Provisional data from the U.S. Centers of Disease Control and Prevention found the number of drug overdose deaths in the United States exceeded 90,000 for the calendar year that ended in December, up 29% from the previous year.

The OHSU research was supported by Arnold Ventures, which contracted with McCarty and Chou to conduct a broad review of methadone policy research with recommendations for changes in federal regulations.

The work culminated in five publications, including the one published today in the American Journey of Psychiatry.

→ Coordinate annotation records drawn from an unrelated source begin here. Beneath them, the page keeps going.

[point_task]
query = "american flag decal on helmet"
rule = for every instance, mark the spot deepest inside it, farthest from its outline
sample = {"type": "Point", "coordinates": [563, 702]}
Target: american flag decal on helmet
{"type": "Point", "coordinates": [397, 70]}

Each study generally suggested easing access to methadone:

  • Interim methadone: Federal regulations require patients to be assigned to a counselor at the initiation of methadone treatment, with an exception granted for clinics with a full caseload. They found six studies that consistently found that patients treated through this exception found quicker access to medication, decreased drug use, enhanced retention and better outcomes than those forced to wait. Published online in the journal Drug and Alcohol Dependence.
  • Mobile methadone medication units: In a study published online in the Journal of Substance Abuse Treatment, researchers found only four poorly controlled studies regarding the effectiveness of mobile medication units allowed by the U.S. Drug Enforcement Administration to administer and dispense methadone in rural communities and other underserved locations. They conclude that new regulations should create opportunities for more research and economic analysis of mobile services, which do appear to improve access to people living in rural areas, living with housing instability and having more severe cases of opioid use disorder.
  • Adolescents and young adults: An OHSU review in the Journal of Addiction Medicine found that access to mediations for opioid use disorder increased with age, and that federal regulations should be reviewed to encourage development of age-appropriate services for younger people with opioid use disorder.
  • Telemedicine: With the onset of the COVID-19 pandemic, federal authorities loosened regulations to allow treatment programs to use telehealth services. OHSU’s review of studies conducted to date suggest that telemedicine outcomes were comparable to in-person care, and that access to telemedicine care should become routine in opioid treatment programs and in primary care settings.